A free customer
Sometimes you have to earn the right before you sell the window!
Treat your customers as hostages, and watch them walk. It might take a while, but they always end up leaving. A message to oneself.
Right now at PlayStats, we’re in the customer acquisition phase—which sounds wrong. This is the more difficult stage for me personally. I play better with familiarity than outreach. But this is all part of it.
It reminds me of a priceless door-to-door sales story to bring the house down.
A former schoolmate—between university and a proper job—ended up taking a door-to-door gig selling double-glazing. July is not the best time to be selling heat-saving windows in Manchester.
Brock was in the sprawling South Manchester suburb of Burnage. The first day went badly, the second worse. Wednesday, he thought—fuck it, time for a change of tack.
The first house had a high gate. Normally signalling a psycho dog. Skip, or go all in. He went all in. We'll call the owner CRAZY LADY — CL.
Four firm raps on the front door.
CL: Who the fuck are you banging on me front door?
Brock: Hello, I’m with the council. Have you been ignoring the letters?
CL: What fucking letters? If I had ‘em, you know where I’d jam ‘em.
Brock: We’ve been sending letters for the past month about the gas leak.
CL: (crazy meter shifts from 10 to 8) What gas leak?
Brock: There’s a major leak from the main under your property. We’re going to have to dig up your front garden—about 15 feet down. For the next six weeks, you’ll need to park your car down the street.
CL: (crazy meter moves to 12) You won’t be digging up nowt. I’ll be locking me fuckin’ gate and leaving Norman off his lead.
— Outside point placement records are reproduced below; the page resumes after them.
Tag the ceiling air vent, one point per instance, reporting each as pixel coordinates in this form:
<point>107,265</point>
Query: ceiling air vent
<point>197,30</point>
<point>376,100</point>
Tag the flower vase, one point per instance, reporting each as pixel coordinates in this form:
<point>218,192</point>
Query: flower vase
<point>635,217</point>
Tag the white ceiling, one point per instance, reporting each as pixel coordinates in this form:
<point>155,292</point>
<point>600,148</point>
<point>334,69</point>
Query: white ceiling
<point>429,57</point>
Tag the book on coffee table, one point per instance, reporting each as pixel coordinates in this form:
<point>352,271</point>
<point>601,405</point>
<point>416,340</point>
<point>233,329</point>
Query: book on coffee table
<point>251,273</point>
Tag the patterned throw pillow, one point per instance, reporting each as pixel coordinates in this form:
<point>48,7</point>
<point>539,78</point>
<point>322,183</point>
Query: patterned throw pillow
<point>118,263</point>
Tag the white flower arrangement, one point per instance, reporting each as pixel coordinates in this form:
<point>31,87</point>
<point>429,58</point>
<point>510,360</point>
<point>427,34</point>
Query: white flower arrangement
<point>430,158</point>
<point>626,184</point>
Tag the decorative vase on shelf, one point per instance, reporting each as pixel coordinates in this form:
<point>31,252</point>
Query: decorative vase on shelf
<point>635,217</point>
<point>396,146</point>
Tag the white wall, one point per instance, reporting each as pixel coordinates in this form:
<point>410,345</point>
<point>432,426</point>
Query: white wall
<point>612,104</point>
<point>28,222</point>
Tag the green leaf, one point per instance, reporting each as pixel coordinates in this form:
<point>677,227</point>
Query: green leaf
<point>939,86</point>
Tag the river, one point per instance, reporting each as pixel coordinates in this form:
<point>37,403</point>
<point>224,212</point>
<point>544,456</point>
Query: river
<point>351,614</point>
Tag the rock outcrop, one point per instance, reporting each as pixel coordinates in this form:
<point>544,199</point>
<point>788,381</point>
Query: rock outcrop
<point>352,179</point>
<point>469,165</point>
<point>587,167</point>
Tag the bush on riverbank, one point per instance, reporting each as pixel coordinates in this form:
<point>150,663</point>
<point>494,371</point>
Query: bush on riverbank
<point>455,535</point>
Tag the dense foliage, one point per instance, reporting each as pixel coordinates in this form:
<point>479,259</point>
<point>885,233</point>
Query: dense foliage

Good fucking luck with that.
Norman sounded like he was of German heritage.
Brock: You have a very nice gate, and I’m sure Norman is incredibly friendly—but if you lock it we’d have to knock it down. I really don’t want to cause any more property damage than we already will. This is a safety issue.
CL: (visibly shaken, indecipherable. Norman still barking.)
Brock: (the sinker) Sorry—I’m just kidding. I’m actually out here representing Anglian double-glazing windows. We’re doing an installation down the road and offering surrounding houses free consultations. My boss told me to ask everybody if they wanted new windows.
CL: (crazy meter down to 3) Well, I have been thinking about new windows.
Acquisition, it turns out, might be just finding your own version of the gas leak. I’ll give it go. Onya, Brock.